Wednesday, 24 April 2013

Joint Oireachtas Committee on Finance, Public Expenditure and Reform

Fiscal Assessment Report 2013: Discussion with Irish Fiscal Advisory Council

3:40 pm

Mr. Sebastian Barnes:

As I said earlier, 2015 is a long way away and many things could happen by then. Even if we get to these numbers, it would depend on the circumstances. Picking up on what Professor McHale said earlier, by approximately that time if things work out more or less as expected the extremely tough measures that are being taken now of cutting public spending and things could start to ease off. It would not become a bonanza and we would not quite be back in clover, as the phrase is. It would be when this really tough period would start to stop. At that point we could envisage things such as spending increasing in line with inflation. GDP would probably still be shrinking but we would be out of the very difficult phase. There would be a gradual easing of the conditions.

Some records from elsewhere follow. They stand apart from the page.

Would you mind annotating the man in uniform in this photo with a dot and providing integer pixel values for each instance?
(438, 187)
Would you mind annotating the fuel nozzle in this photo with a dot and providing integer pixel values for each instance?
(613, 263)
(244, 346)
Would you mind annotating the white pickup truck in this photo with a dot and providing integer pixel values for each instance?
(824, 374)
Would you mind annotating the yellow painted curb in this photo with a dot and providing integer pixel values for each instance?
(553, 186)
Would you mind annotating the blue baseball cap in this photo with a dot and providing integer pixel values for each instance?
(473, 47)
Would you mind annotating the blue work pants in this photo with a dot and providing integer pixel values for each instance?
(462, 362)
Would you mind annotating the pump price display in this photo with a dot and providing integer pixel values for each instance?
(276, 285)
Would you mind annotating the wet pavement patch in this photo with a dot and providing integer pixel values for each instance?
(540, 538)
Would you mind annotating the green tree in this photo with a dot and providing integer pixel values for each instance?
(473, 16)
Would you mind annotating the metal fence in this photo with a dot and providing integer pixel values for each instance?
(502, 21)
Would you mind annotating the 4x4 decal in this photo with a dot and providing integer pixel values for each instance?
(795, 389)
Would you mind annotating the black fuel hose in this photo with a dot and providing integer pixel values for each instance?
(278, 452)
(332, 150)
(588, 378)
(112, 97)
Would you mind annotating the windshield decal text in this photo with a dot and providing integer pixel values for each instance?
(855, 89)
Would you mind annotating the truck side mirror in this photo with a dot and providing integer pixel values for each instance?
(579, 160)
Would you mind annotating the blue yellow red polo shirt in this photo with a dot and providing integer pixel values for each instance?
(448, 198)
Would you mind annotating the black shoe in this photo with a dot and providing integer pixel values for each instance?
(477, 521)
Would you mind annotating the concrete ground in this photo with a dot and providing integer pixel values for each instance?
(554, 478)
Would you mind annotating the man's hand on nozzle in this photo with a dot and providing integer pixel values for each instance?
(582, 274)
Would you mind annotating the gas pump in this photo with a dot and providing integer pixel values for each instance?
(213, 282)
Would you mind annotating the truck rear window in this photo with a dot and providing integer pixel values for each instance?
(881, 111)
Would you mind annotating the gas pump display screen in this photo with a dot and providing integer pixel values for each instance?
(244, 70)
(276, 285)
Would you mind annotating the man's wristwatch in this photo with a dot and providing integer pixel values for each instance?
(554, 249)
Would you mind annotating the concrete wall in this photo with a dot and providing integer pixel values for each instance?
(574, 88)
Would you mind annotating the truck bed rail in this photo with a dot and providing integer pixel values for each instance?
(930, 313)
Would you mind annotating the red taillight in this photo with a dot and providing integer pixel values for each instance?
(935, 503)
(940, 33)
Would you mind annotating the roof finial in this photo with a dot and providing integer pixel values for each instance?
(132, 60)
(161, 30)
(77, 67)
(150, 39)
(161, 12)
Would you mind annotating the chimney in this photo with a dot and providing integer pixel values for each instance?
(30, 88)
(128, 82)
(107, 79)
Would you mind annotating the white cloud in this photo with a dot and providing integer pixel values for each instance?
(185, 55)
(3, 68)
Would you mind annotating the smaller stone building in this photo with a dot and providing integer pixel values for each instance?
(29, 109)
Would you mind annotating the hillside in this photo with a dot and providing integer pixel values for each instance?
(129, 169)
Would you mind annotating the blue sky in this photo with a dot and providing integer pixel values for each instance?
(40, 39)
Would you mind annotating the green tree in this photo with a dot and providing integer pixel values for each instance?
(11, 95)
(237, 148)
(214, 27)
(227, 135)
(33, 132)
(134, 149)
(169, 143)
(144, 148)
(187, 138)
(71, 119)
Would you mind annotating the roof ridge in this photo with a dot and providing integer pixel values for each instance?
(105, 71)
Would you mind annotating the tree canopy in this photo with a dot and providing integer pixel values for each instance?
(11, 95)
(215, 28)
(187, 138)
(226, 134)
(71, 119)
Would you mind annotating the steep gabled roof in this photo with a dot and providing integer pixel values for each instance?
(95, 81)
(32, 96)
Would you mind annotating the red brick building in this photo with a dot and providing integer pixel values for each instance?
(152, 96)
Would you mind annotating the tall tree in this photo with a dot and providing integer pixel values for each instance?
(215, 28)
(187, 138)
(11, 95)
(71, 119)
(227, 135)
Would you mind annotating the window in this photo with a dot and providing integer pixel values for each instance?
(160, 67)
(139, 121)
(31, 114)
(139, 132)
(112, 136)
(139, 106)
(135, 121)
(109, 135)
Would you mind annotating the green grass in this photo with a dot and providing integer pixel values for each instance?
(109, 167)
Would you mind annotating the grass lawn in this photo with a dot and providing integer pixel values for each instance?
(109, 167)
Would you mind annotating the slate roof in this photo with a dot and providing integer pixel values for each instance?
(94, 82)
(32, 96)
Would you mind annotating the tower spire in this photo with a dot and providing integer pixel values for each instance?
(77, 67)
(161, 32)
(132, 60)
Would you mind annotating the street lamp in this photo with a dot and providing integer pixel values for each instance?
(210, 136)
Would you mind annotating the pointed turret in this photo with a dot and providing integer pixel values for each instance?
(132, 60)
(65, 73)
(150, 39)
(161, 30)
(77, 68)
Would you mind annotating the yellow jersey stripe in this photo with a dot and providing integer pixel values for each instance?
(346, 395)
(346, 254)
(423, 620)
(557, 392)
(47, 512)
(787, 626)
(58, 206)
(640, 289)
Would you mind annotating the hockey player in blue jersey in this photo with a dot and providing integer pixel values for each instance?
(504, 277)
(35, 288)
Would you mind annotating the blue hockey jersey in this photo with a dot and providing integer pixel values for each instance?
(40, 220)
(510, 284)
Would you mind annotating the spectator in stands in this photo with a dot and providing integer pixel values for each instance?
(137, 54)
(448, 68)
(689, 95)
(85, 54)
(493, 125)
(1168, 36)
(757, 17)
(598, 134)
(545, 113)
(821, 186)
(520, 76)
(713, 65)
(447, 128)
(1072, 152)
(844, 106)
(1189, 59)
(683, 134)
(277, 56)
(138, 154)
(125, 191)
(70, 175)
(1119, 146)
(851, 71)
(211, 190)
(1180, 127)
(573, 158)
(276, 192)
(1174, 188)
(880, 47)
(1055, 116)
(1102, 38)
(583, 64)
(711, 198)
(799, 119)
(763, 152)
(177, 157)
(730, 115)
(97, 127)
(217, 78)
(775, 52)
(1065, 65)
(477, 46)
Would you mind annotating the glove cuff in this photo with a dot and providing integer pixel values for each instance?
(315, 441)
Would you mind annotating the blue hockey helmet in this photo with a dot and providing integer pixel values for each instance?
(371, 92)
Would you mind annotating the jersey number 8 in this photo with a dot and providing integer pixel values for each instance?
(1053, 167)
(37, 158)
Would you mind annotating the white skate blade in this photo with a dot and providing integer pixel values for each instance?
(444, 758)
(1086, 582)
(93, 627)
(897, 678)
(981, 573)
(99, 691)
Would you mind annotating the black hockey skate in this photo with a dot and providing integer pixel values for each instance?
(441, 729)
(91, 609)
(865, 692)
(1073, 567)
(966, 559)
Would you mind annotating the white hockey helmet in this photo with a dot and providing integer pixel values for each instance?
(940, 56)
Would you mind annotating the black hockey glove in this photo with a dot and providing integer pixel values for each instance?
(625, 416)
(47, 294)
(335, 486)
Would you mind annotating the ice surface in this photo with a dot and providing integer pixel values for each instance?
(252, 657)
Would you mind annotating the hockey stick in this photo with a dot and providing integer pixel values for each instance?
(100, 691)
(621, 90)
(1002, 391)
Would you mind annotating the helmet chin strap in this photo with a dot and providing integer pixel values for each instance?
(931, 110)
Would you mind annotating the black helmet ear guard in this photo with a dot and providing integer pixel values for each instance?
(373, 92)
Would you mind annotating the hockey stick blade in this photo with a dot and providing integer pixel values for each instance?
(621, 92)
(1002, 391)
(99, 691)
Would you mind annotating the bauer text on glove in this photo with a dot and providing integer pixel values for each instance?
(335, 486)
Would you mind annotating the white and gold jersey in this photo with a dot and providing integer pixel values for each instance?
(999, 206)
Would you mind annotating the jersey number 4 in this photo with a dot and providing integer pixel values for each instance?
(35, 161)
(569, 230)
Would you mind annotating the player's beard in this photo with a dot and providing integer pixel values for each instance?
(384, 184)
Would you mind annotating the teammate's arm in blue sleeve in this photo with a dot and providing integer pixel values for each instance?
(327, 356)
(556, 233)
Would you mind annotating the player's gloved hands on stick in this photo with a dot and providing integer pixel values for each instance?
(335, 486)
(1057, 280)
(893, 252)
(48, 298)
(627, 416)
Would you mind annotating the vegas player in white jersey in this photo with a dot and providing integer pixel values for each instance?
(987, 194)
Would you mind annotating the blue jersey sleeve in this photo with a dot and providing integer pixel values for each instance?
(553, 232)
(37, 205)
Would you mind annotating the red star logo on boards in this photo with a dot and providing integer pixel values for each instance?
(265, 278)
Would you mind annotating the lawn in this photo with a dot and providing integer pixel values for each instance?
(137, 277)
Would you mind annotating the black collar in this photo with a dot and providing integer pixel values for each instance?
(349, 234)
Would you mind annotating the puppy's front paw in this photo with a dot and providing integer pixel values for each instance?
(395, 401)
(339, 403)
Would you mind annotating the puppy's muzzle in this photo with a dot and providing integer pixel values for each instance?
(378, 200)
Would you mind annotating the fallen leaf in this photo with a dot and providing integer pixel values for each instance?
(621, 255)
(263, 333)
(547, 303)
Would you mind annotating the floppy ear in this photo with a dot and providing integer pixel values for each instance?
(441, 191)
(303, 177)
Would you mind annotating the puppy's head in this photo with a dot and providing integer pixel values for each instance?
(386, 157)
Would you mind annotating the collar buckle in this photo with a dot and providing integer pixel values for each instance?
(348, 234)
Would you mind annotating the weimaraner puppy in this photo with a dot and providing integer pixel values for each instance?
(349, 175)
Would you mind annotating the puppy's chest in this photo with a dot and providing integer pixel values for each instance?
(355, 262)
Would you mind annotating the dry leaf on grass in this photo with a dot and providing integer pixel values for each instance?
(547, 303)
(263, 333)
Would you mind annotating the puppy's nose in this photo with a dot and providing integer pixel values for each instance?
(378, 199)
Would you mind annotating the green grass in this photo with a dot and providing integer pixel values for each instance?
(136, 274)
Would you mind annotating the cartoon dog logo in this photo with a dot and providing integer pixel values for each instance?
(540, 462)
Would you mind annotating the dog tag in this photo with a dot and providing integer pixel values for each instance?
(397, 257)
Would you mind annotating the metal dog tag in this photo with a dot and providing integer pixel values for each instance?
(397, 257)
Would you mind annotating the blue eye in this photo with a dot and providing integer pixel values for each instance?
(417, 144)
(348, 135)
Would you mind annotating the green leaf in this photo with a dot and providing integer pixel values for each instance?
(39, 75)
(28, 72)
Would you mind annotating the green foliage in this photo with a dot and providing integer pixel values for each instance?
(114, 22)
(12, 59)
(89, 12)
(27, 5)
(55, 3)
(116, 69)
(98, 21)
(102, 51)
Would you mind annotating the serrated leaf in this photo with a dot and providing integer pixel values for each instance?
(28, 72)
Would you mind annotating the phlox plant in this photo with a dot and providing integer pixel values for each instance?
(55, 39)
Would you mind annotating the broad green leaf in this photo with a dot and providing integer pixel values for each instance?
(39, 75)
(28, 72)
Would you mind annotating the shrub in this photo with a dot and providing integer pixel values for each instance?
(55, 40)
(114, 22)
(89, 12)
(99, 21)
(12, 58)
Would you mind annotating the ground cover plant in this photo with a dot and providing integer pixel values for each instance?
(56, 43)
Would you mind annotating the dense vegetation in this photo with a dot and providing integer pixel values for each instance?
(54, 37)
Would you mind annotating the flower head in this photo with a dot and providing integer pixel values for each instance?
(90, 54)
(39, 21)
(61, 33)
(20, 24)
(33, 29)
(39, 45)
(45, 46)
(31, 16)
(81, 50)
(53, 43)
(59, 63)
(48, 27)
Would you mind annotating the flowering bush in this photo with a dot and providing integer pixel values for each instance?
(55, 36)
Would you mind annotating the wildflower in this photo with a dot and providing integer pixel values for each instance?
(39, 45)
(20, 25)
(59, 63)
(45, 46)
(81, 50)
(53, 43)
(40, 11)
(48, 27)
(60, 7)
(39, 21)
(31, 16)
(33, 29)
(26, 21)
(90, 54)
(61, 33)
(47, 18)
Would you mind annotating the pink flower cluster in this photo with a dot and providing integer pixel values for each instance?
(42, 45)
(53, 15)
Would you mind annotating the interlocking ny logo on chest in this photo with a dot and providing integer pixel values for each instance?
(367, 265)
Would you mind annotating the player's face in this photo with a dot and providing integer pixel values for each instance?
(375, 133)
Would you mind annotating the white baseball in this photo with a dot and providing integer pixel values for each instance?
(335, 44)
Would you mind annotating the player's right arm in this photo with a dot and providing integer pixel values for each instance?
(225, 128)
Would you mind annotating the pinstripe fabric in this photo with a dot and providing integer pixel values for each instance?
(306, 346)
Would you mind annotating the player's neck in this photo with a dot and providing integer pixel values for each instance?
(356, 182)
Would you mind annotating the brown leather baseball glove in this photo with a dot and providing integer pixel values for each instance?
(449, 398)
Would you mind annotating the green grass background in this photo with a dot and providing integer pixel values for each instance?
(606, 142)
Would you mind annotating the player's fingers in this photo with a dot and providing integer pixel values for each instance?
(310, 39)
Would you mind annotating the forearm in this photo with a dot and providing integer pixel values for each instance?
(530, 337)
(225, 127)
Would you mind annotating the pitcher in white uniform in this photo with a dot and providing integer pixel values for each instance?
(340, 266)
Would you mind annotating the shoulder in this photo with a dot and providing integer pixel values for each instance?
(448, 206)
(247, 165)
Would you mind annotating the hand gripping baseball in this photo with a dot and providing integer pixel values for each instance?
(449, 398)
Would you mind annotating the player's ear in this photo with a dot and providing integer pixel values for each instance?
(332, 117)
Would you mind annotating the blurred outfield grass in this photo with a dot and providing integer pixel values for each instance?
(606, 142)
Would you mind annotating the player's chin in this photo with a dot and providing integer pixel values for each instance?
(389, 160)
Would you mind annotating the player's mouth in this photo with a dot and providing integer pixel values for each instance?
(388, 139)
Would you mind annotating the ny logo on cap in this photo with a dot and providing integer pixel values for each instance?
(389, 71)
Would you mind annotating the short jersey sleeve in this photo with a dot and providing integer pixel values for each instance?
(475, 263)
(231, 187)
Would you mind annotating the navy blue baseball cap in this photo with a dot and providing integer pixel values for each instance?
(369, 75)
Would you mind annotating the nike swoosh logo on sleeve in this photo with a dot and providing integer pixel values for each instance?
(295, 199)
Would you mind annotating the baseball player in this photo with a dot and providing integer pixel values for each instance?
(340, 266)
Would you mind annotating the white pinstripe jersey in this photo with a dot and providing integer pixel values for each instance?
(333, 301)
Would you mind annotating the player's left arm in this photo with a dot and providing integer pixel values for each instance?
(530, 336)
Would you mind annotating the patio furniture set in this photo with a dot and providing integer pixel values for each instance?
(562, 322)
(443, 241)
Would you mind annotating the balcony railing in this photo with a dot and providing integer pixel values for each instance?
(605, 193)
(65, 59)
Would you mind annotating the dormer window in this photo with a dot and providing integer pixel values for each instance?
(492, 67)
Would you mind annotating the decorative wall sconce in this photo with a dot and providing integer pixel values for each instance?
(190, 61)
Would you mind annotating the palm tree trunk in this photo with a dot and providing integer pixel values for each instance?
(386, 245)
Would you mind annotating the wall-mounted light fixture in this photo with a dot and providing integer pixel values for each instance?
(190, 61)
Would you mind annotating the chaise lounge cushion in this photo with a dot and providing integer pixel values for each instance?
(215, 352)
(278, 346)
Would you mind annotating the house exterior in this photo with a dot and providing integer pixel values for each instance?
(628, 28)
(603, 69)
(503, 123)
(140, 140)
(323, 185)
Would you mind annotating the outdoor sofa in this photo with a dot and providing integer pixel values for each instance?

Under the budgetary rule to which Ireland is committed, the current medium-term objective is for a structural deficit of minus 0.5%. So the country can have a structural deficit which allows it some space. It is not necessary in structural terms to get back to zero. Given that the economy is still likely to be below trend and still suffering the effects of the recession somewhat, including some of the effects of the consolidation, most likely we would still have a cyclical deficit in 2015 but the structural deficit would be somewhat smaller.

The problem is that it is very difficult to know what the structural deficit would be at this point given many of the issues we discuss in the report. This is from where much of the ambiguity comes. If we take the official measures of the structural balance we would be quite a long way away from where we needed to be, but if we take the IMF's measures which seemed to us to be somewhat more plausible, we would be getting there in structural terms. It would not be back to clover but it would be back to easing the extremely tight situation we are in now. It looks like some of the deficit would be cyclical at that point so in structural terms we would be more or less where we needed to be, and as the economy picked up the rest of it would close.